Прозаические тексты, из которых до нас дошли в основном рутинные тала-ноа (см. выше о различии туку-ни и тала-ноа), скудно сохранили те фольклорные линии, которые можно было бы возводить к культуре гончаров лапита; скорее эти линии скрыты в отдельных именах, доставшихся фиджийцам от их дальних предков, например в названиях звездного неба. Гончары лапита называли плеяды "маленькими глазами небес" или "гроздьями плодов", сравнивали Южный крест с птицей, улетающей от двух охотников, которые замахнулись на нее камнями, созвездие Быка — с гроздью плодов, Пояс Ориона — с плетеным четырехугольным опахалом или корзиной (ср. 12, с. 53-57, 297). Гиады представлялись им характерным треугольным парусом — известным на всех океанийских островах, — Большое Магелланово Облако они называли "домом изобилия" (который можно сравнить, пожалуй, с лукиановским Островом Блаженных), Малое — "домом голода и засухи" (появление этого "облака" на небе в ясную ночь — знак предстоящего неурожая); созвездие Южной Короны казалось им очагом, в котором разведен огонь. Пятна на Луне они сравнивали со стариком, плетущим длинную веревку, — лунным лучом спускается она на землю и если оборвется, оборвется с ней и жизнь людей, — и со старухой, склонившейся над очагом (очень похожий мотив, в котором представление о старике — хозяине жизни — и старухе — покровительнице очага — объединены в образе "старицы на луне", имеется у рапануйцев, см. [11, с. 76-78]).

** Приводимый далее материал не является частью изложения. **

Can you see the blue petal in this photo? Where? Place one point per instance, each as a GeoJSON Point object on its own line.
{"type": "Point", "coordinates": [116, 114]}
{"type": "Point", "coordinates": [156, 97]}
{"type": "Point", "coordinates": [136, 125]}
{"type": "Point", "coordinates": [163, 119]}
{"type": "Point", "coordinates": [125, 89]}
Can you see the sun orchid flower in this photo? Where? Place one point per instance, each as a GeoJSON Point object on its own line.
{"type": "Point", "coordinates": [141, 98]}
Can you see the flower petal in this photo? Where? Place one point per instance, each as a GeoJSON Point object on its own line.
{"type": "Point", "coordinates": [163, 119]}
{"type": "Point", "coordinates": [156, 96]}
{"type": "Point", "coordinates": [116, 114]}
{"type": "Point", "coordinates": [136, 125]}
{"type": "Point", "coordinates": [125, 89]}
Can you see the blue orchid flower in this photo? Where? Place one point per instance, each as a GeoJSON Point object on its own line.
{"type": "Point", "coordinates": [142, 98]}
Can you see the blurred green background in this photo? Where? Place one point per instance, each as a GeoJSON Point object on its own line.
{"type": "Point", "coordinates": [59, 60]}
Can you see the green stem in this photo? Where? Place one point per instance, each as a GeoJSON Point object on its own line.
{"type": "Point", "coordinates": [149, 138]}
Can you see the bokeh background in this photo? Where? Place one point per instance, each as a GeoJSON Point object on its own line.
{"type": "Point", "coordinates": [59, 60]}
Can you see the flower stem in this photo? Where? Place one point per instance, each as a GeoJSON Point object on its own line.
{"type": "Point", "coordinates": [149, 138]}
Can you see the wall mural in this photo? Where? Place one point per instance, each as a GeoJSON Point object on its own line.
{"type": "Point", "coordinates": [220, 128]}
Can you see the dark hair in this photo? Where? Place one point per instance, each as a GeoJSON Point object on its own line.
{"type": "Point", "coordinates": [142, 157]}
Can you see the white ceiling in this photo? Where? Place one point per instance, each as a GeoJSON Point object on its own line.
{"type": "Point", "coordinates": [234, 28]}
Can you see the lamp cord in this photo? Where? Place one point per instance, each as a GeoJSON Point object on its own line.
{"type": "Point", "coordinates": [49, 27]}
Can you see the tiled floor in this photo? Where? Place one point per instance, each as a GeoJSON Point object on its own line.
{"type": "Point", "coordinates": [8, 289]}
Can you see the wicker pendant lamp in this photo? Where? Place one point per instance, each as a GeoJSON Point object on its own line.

Современные океанийцы, в том числе фиджийцы, сохранили эти и другие названия небесных светил, по которым можно строить догадки о древнейших мифологических представлениях.
Наибольшее развитие фиджийский фольклор, несомненно, получил с появлением на островах "традиции Нденгеи и Луту-на-сомбасомба". Анализ мифов и легенд, вычленение тех или иных линий, затрудняется, конечно, и наложением позднейших влияний — сначала западнополинезийского, сказавшегося на духовной культуре фиджийского востока, затем европейского.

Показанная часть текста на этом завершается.